Father's Day: 5 males from the wild world who dedicated themselves to parenthood Biology

Father's Day: 5 males from the wild world who dedicated themselves to parenthood

Males of this species not only closely monitor the offspring, but also lick the cubs when they are just born. However, this is not the most surprising thing! It is believed that almost all males of the animal world strive to pass on as many of their genes as possible, that is, to fertilize as many females as possible. But the fathers of ordinary playgirls do not even look in the direction of ovulating females, as they need to take care of their offspring.
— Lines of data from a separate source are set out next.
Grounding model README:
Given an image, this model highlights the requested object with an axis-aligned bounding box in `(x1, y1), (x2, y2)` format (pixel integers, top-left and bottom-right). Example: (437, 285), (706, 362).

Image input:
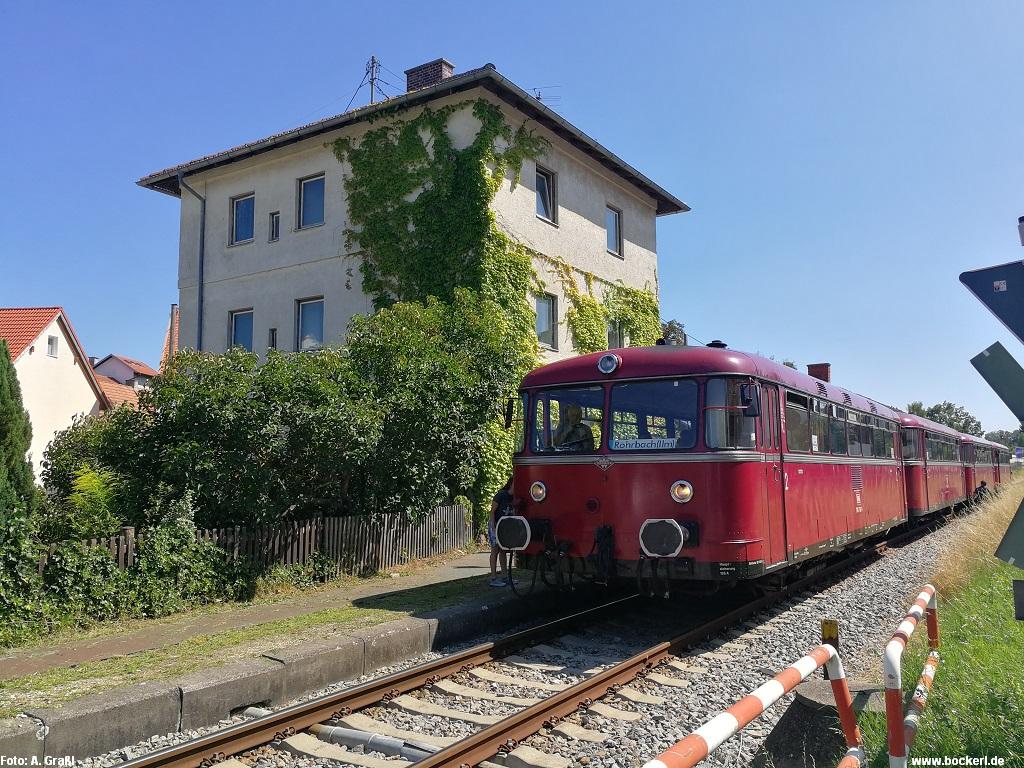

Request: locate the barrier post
(883, 584), (939, 768)
(643, 644), (864, 768)
(821, 618), (839, 680)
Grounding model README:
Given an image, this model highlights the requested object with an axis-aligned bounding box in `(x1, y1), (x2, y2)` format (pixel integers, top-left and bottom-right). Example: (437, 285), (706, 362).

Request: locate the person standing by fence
(487, 477), (515, 587)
Carrying and giving birth to a child takes away the energy of the mother monkey, so the participation of the father in the upbringing and protection is crucial for the survival of the offspring. Studies show that newly-minted fathers do not even have fluctuating testosterone levels, which suggests that with the birth of children for some time they do not want to reproduce.
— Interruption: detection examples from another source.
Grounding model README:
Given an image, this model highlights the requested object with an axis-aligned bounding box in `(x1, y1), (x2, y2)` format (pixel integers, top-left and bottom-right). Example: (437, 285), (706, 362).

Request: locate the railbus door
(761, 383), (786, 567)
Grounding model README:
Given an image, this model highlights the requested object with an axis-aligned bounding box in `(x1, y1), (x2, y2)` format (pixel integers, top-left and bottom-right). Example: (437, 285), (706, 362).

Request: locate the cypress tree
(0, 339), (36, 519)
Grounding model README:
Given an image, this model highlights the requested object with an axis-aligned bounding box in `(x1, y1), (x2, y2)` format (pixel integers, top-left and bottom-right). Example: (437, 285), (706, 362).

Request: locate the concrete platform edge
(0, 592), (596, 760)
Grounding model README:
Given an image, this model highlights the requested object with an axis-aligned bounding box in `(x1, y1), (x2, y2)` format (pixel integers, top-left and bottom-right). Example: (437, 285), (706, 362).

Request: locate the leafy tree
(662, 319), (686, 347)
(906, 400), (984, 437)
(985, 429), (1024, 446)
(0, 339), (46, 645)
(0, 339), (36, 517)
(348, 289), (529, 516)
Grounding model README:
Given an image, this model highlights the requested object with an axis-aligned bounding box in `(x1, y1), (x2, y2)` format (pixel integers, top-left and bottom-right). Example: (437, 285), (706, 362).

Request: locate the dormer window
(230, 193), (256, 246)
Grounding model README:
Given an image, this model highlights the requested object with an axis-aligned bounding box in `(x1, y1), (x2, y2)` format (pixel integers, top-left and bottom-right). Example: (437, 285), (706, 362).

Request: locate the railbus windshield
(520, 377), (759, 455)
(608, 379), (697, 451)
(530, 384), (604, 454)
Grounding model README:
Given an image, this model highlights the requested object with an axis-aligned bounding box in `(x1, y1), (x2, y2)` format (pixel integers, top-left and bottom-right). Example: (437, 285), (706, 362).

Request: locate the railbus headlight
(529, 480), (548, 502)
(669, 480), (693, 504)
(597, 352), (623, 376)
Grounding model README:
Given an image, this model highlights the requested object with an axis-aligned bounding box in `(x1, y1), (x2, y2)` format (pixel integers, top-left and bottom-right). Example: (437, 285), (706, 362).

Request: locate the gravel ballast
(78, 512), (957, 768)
Nandu is a polygamous bird. A male can keep a dozen females in his harem, but at the same time he will show devotion to all his children. Nandus build nests for their females to lay eggs. However, the females themselves do not hatch them! This is done by males. Apart from the fact that males hatch chicks, after hatching they fiercely protect them from all dangers.
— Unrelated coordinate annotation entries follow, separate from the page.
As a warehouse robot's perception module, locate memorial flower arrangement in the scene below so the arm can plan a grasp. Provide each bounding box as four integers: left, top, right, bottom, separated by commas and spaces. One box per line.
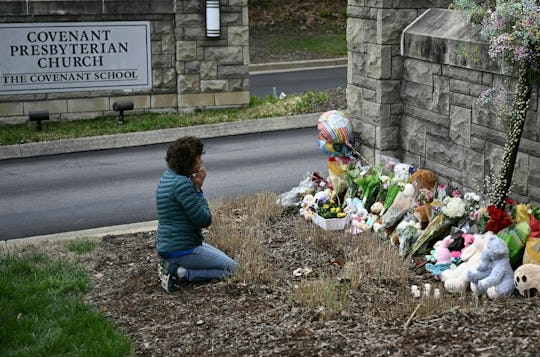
441, 197, 465, 219
316, 199, 347, 219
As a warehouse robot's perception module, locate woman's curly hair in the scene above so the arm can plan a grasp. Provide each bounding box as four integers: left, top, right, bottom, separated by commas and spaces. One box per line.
165, 136, 204, 176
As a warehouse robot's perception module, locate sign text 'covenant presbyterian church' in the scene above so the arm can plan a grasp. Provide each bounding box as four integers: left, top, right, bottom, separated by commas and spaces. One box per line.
0, 21, 152, 95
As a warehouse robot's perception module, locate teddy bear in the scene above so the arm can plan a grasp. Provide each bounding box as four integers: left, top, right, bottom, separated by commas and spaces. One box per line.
300, 193, 315, 221
426, 236, 454, 277
366, 202, 384, 228
392, 218, 421, 257
441, 232, 493, 294
392, 163, 412, 182
348, 213, 369, 234
467, 234, 514, 299
514, 263, 540, 297
381, 183, 416, 228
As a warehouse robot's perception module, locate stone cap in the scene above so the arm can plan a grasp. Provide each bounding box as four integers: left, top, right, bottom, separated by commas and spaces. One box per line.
401, 9, 501, 73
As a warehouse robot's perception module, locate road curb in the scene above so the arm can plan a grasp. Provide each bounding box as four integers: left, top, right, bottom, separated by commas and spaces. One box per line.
249, 57, 348, 75
0, 113, 320, 160
0, 220, 157, 252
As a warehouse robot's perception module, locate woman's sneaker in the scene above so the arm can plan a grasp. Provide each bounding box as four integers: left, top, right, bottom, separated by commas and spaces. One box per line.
158, 259, 178, 293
The list of the most caring males could not do without penguins. The fathers of this species hatch their eggs for weeks while the females hunt in the sea for their future offspring. Hatching chicks is a very difficult job. Males have to starve during this entire period, so by the time their mother returns, they lose half of their body weight. Surprisingly, if the female does not have time for the hatchling, the father in an exhausted state will be able to feed the chick with a curd substance that he regurgitates.

Interestingly, a number of studies have shown that when choosing a partner, females usually pay attention to plumper males!

Big-eared foxes build monogamous relationships and live in family groups. Males often perform nanny duties while females go in search of food. However, scientists note that the fathers of this species spend as much, if not more, time protecting, caring for and raising cubs as females.

Giant water beetles or whiteflies look very unpleasant and bite terribly. But this is not the main distinguishing feature of the species. Males devote themselves entirely to offspring. After mating, the female glues a brood of more than 100 eggs to her partner's back. He carries his future babies for the next few weeks, periodically combing the rows between them and airing them so that the eggs do not catch a fungal infection.